Prepare After Split: Preprocessing must occur after splitting and per fold. Global preprocessing is rejected.
Type-Safe Transitions: Prevents fitting on test data or evaluating without a fitted model.
No Label Access Before Split: Prevents feature selection using test labels. Data must be registered by split before entering fit.

3. Key Contributions

Structural Prevention over Detection: Unlike linters that scan code, this grammar rejects invalid workflows (e.g., fit(test_data)) at the API boundary before execution.
The Terminal Assess Constraint: The core innovation is the runtime-enforced boundary between evaluate (repeatable, validation) and assess (terminal, test). This specifically targets the most damaging leakage classes.
Cross-Language Portability: The grammar is implemented in Python, R, and Julia with identical type signatures and behavior, proving the specification is language-agnostic and robust.
Empirical Grounding: The design is informed by a companion study quantifying the effect sizes of different leakage types.

4. Results and Empirical Evidence

The paper presents a companion study (Roth 2026) involving 2,047 experimental instances and 3,759 additional scaling instances across OpenML datasets.

A. Leakage Effect Sizes

The study quantified the impact of leakage using Cohen's $d_z$ :

Class I (Estimation/Preprocessing): Negligible effect ( $|d| < 0.1$ ).
Class II (Selection/Peeking): Large effect ( $d_z = 0.93$ ). This corresponds to a raw AUC inflation of +0.046 points. Crucially, this effect persists across all sample sizes ( $N=50$ to $2,000 $) with a positive asymptotic floor ($ d_\infty = 0.047$), proving that sample size alone does not solve selection bias.
Class III (Memorization): Large effect ( $d_z = 0.53–1.11$ ), scaling with model capacity.

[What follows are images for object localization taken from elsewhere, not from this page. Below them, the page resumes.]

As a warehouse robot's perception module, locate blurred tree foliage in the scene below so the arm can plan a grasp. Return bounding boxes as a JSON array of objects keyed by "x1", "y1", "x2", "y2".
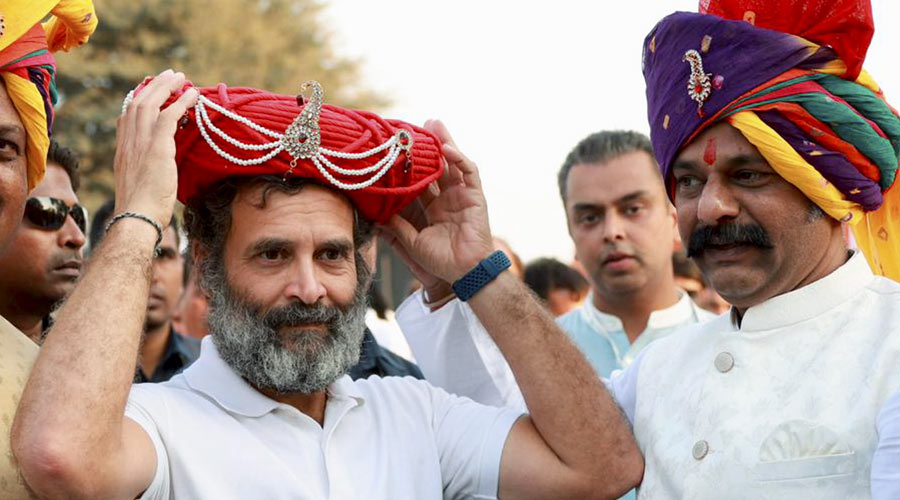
[{"x1": 53, "y1": 0, "x2": 386, "y2": 213}]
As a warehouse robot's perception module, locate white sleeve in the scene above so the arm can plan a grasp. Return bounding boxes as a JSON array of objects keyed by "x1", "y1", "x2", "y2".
[
  {"x1": 395, "y1": 290, "x2": 525, "y2": 411},
  {"x1": 125, "y1": 384, "x2": 171, "y2": 500},
  {"x1": 423, "y1": 383, "x2": 522, "y2": 500},
  {"x1": 603, "y1": 348, "x2": 647, "y2": 426},
  {"x1": 871, "y1": 380, "x2": 900, "y2": 500}
]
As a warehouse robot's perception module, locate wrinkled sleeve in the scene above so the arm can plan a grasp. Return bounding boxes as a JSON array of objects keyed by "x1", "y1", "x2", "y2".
[
  {"x1": 429, "y1": 380, "x2": 522, "y2": 500},
  {"x1": 125, "y1": 384, "x2": 171, "y2": 500},
  {"x1": 603, "y1": 349, "x2": 648, "y2": 426},
  {"x1": 872, "y1": 380, "x2": 900, "y2": 500},
  {"x1": 395, "y1": 291, "x2": 525, "y2": 411}
]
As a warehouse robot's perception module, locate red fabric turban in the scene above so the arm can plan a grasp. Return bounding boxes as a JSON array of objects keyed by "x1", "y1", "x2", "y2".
[{"x1": 139, "y1": 82, "x2": 444, "y2": 223}]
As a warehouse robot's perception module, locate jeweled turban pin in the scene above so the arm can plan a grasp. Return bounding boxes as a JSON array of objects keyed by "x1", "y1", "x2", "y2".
[
  {"x1": 681, "y1": 49, "x2": 712, "y2": 116},
  {"x1": 195, "y1": 81, "x2": 413, "y2": 190}
]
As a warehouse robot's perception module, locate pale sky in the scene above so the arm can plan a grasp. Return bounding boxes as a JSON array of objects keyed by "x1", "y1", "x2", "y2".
[{"x1": 326, "y1": 0, "x2": 900, "y2": 262}]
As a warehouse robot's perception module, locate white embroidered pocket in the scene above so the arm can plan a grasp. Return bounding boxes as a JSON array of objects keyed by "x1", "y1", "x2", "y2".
[{"x1": 754, "y1": 420, "x2": 857, "y2": 481}]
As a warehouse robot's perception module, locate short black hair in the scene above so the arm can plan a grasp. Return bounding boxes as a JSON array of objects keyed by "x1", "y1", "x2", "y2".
[
  {"x1": 184, "y1": 175, "x2": 375, "y2": 288},
  {"x1": 557, "y1": 130, "x2": 661, "y2": 205},
  {"x1": 524, "y1": 257, "x2": 590, "y2": 300},
  {"x1": 47, "y1": 139, "x2": 81, "y2": 192}
]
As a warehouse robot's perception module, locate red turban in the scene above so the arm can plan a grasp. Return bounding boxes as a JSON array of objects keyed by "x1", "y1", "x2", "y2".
[{"x1": 138, "y1": 82, "x2": 444, "y2": 223}]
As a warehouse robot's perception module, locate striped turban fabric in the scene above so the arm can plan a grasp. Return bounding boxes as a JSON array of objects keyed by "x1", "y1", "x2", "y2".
[
  {"x1": 643, "y1": 0, "x2": 900, "y2": 280},
  {"x1": 0, "y1": 0, "x2": 97, "y2": 190}
]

B. Falsifiable Predictions

The grammar generated three predictions, two of which were confirmed and one falsified (demonstrating the model's falsifiability):

Screen Inflation: Selecting the best of $K$ algorithms inflates performance. Confirmed ( $d = +0.27$ ).
Stack Leakage: Stacking models leaks through fold labels. Falsified ( $d = -0.22$ ); the grammar's out-of-fold architecture was empirically safe.
Seed Inflation: Reporting the best of $S$ random seeds inflates performance. Confirmed ( $d = +0.88$ , 92% prevalence).

C. Implementation Stress Testing

Three independent implementations (Python, R, Julia) passed 2,805 test cases, satisfying all 7 "Codd test" conditions (e.g., distinct Evidence vs. Metrics types, rejection of unsplit data).

5. Significance and Implications

Paradigm Shift: Moves ML workflow correctness from a "human memory" problem (following checklists) to a "system enforcement" problem (types and guards).
Methodological Rigor: By making the evaluate/assess distinction structural, the grammar prevents the two most damaging forms of leakage (selection and memorization) that currently invalidate a significant portion of published research.
Scalability: The positive asymptotic floor of selection leakage ( $d_\infty \approx 0.047$ ) implies that even with massive datasets, structural prevention is necessary; larger $N$ does not eliminate the bias.
Limitations: The grammar prevents structural errors but not semantic errors (e.g., choosing the wrong algorithm for a specific domain). It also does not currently address "optimization leakage" (overfitting to the validation set via excessive tuning), though it provides the structural foundation for nested cross-validation.

Conclusion: The paper argues that a formal grammar is the necessary next step in ML infrastructure. By enforcing a "terminal assess" constraint, it renders the most common and damaging data leakage patterns impossible to execute, thereby raising the baseline of scientific rigor in machine learning.